Consider two independent conductors on top and bottom. This is the side view near a board edge or slot:
The red line is the creepage length.
For two conductors on the same layer, slots are needed anywhere they would be too close otherwise (top view):
B and C are equal. The slot has no effect on creepage near it, only paths that would otherwise go through it. Because B and C are less than A, they set the creepage distance. The slot must be extended so that the shortest path is A-like on both ends.
IPC-2152 suggests around 350 mils (8.9 mm) for 14A at 20°C temp rise in 2 oz. (70 µm) copper. If you don't have this space to spare, bulking it up is a good idea.
If this is just a one-off, embedding wire or solder wick (as commented) is a fine solution.
- Expand the PCB outline to fit enough copper width and clearance (can bring back two-sided conductors).
- Move the connectors to minimize trace length. Note that ampacity calculations assume infinite length traces. Shorter than a couple inches, heatsinking from the connections themselves is significant. For pads closer together than the trace width, width itself becomes meaningless, and ampacity becomes very high.
- For production, the cost premium of heavier copper or four layers may be justified by the compact outline, if that's the greater value. (Inner layers experience zero creepage and the clearance is much shorter, due to it being through a dielectric instead of air.
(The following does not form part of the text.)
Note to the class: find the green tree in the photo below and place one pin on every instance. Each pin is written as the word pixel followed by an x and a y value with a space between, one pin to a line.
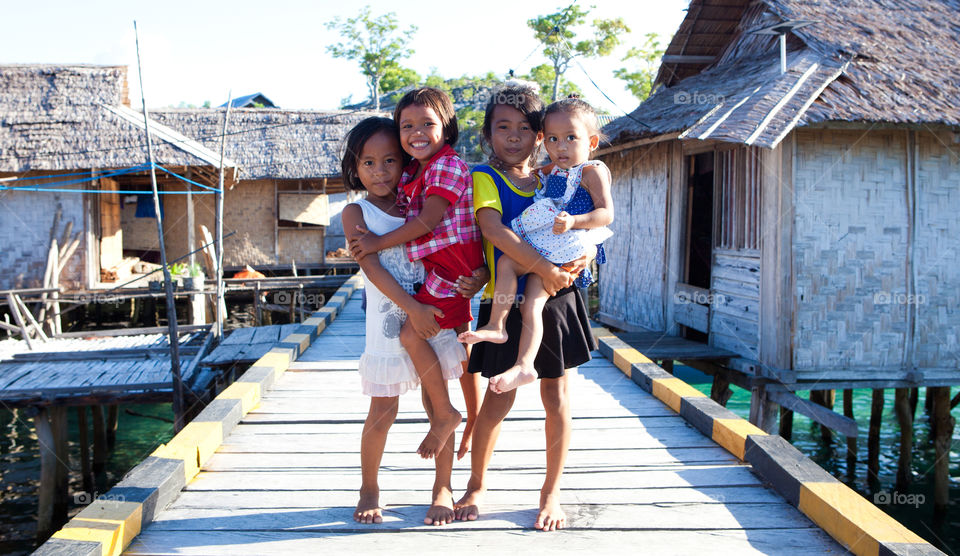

A major downside is inner layers dissipate heat more poorly, so more width is needed.)
- Potting could also be used, but this is probably a specialty solution -- when the absolute smallest build is necessary, or very high voltages.
Note that rout slots cannot have square inside corners. If you put them in the design, the fab will most likely choose the largest common end mill that fits, usually 1 mm radius. This won't affect the slots shown, but is something to keep in mind in general. To ensure you get what you are expecting, add inside corner radii to the shapes. Keep the radius on the large side; very sharp corners require very small cutters which work slower and break more easily -- added cost.